Suppose you see this headline on your news feed: “Vegan Convinces McDonald’s to Stop Selling Hamburgers.” The story follows: “A shabbily dressed man burst into the food chain’s shareholders’ meeting shouting, ‘Eating meat is murder!’ The shareholders and CEO reacted immediately with, ‘What were we THINKING? We’ll stop selling hamburgers as of today.’” You’d know this was satire, wouldn’t you? Not “fake news”—satire. It’s not supposed to fool anybody. Maybe it’s from The Onion.*
That’s pretty much what happens in the book of Jonah. A bedraggled stranger wanders around Nineveh, capital of the Assyrian empire, one of the most brutal empires in history (they wiped out ten of the twelve tribes of Israel). All he says is that that Nineveh will soon be destroyed….. And everybody believes him! Even the king. The king orchestrates one of the most extravagant displays of repentance imaginable—even the animals have to stop eating and wear shabby clothes (“sack cloth”). (Did they dress their livestock in nicer clothes beforehand?)

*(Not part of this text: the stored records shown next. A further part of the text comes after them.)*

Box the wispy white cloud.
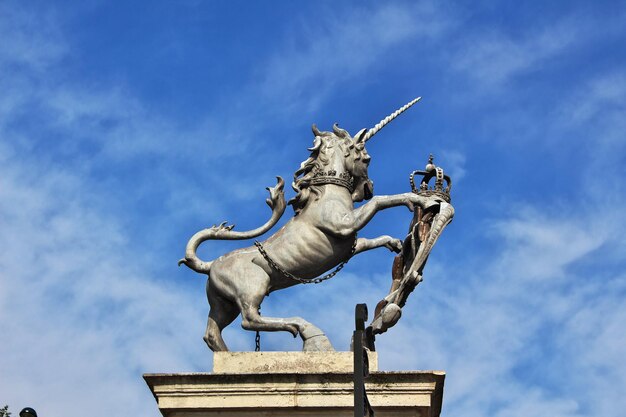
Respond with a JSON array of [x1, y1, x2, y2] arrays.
[[491, 390, 583, 417], [0, 150, 209, 415], [558, 71, 626, 154], [0, 3, 66, 71], [373, 203, 626, 416], [259, 2, 455, 112], [489, 206, 608, 281], [439, 149, 466, 183], [567, 72, 626, 121], [0, 6, 220, 415], [452, 18, 580, 87], [0, 11, 284, 243]]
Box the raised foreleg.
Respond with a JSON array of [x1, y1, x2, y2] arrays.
[[323, 193, 444, 238], [350, 193, 444, 231], [354, 236, 402, 255]]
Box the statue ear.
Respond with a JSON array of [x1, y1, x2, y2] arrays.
[[353, 128, 367, 143]]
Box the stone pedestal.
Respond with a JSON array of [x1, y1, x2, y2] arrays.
[[144, 352, 445, 417]]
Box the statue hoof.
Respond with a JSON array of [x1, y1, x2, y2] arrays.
[[302, 334, 335, 352], [381, 303, 402, 329], [299, 322, 334, 351]]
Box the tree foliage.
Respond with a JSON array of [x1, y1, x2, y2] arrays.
[[0, 405, 11, 417]]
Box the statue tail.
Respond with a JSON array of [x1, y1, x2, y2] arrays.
[[178, 177, 286, 274]]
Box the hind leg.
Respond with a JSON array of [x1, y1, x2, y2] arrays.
[[212, 258, 333, 350], [234, 271, 334, 351], [239, 302, 300, 337], [236, 281, 301, 337], [239, 302, 335, 351], [225, 263, 303, 336], [204, 286, 239, 351]]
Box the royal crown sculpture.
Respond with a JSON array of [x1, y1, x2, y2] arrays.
[[179, 97, 454, 352]]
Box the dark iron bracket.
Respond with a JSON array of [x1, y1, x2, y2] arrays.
[[354, 303, 375, 417]]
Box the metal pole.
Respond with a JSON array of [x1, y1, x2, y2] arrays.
[[354, 303, 367, 417]]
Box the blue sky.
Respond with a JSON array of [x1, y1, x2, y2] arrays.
[[1, 1, 625, 416]]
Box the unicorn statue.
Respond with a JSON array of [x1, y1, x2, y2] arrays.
[[179, 98, 449, 352]]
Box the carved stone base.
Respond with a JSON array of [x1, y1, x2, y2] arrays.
[[213, 351, 378, 374], [144, 352, 445, 417]]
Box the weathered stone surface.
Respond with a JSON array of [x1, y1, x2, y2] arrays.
[[144, 370, 445, 417], [213, 351, 378, 374]]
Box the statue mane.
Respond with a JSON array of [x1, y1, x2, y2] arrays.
[[289, 125, 354, 214]]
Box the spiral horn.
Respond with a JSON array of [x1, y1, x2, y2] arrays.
[[362, 97, 422, 143]]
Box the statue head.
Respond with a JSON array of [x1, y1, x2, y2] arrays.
[[341, 125, 374, 203], [289, 124, 373, 214], [289, 97, 423, 214]]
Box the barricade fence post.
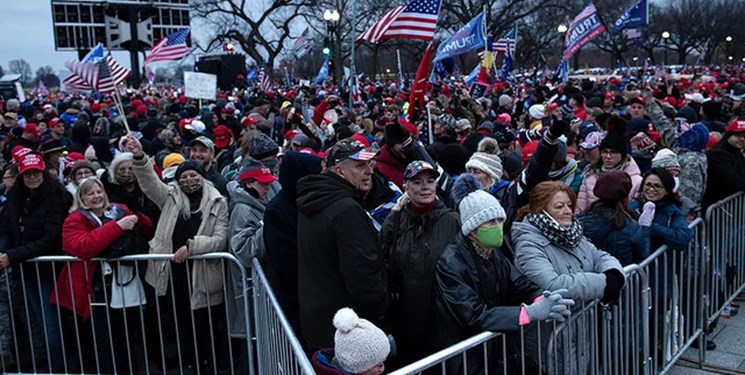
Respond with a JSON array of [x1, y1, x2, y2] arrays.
[[0, 253, 254, 375]]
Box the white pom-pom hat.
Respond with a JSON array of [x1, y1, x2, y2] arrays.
[[332, 307, 390, 374]]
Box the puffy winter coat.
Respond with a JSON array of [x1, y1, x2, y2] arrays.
[[512, 221, 625, 302], [578, 206, 650, 266], [296, 171, 389, 350], [132, 154, 229, 310], [576, 157, 643, 214], [435, 233, 540, 375], [51, 204, 153, 320], [629, 198, 692, 252], [379, 200, 460, 362]]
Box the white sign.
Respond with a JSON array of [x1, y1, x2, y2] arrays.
[[184, 72, 217, 100]]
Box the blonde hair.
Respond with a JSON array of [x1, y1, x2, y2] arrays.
[[71, 177, 110, 213]]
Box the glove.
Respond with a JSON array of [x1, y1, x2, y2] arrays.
[[601, 269, 625, 304], [524, 289, 575, 322], [547, 117, 570, 141], [638, 201, 656, 227]]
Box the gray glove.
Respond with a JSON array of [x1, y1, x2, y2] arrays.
[[524, 289, 575, 323]]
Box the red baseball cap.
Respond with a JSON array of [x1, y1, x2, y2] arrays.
[[48, 118, 62, 128], [213, 125, 233, 148], [726, 119, 745, 134], [23, 123, 42, 138], [11, 146, 32, 163], [242, 116, 259, 128], [18, 153, 45, 174], [239, 167, 277, 184]]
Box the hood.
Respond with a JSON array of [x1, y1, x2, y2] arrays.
[[279, 151, 323, 201], [227, 180, 266, 213], [296, 172, 361, 215]]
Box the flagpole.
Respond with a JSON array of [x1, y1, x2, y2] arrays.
[[103, 50, 131, 133], [397, 49, 403, 87], [350, 0, 357, 109]]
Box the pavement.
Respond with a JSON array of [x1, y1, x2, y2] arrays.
[[669, 299, 745, 374]]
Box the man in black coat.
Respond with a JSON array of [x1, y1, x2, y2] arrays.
[[296, 138, 390, 352], [263, 152, 323, 342], [703, 119, 745, 208]]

Folks, this whole book is a satire. When it was first written, nobody would have read it as factually true, any more then you or I would believe a story about McDonald’s turning vegan overnight. So don’t even ask whether a man could have been swallowed by a giant fish and live to tell about it. That’s not nearly as incredible as the instant repentance of an astoundingly brutal empire, just because of some bedraggled, half-digested stranger’s ranting. (Incidentally, we know that the Assyrians did NOT repent. The book’s first readers knew that too.)
It makes you wonder how people ever came to think this was supposed to be factual reporting. At every turn it pokes fun at people’s expectations. They expected prophets to obey God. Jonah disobeys—he tries to get as far away from Nineveh as possible. They expected foreigners to disobey God. These foreigners obey—extravagantly. They expected prophets to preach long-winded sermons. The prophet Jonah utters just eight words. They expected a prophet’s predictions to come true. Jonah’s didn’t. It’s satire. Stop worrying about the giant fish.
Perhaps most surprising, as the story winds up, is that it’s not just the Assyrians who repent. God repents! The Assyrians are spared. And Jonah is furious with God: “I KNEW you’d do that, you bleeding-heart liberal!” God is amused and tells Jonah, “You know, since I’m God, I actually care for everybody: even bloodthirsty Assyrians, even speechless animals, and even reluctant, grouchy prophets like you.”
The book of Jonah reminds us that the Bible is not a textbook. It’s a collection of all sorts of literature. And it’s more of a debate than a final pronouncement.
The book, after all, ends with God’s final question, not an answer: “And should I not be concerned about Nineveh …?” God asks Jonah, in other words, “Couldn’t I be more loving than some of you prophets have made me out to be?”
In the Bible you can find plenty of snapshots of a vindictive, mean-spirited God. The book of Jonah says (through a caricature, ironically) that these nasty snapshots are themselves caricatures. God may be angered at our cruelty, but God constantly yearns for even the cruelest of us to start walking in love.
Can we do that today? What if tomorrow a bedraggled foreigner showed up just outside the barriers around the Capitol, in few words warning all of us, from leftmost to rightmost, of our imminent self-destruction? What if instead of arresting this crackpot we believed them? What if their few words stopped our predictable bickering and started us cooperating, prompting us to include the most vulnerable in our decision-making? Impossible? Miraculous? So it may seem.
But God yearns for that impossible outcome, always. And God never stops nagging us about it. May the impossible happen!
*I stole and adapted this from Bill Placher—Walter Brueggemann, William C. Placher and Brian K. Blount, Struggling with Scripture (Louisville: Westminster John Knox Press, 2002), p. 34.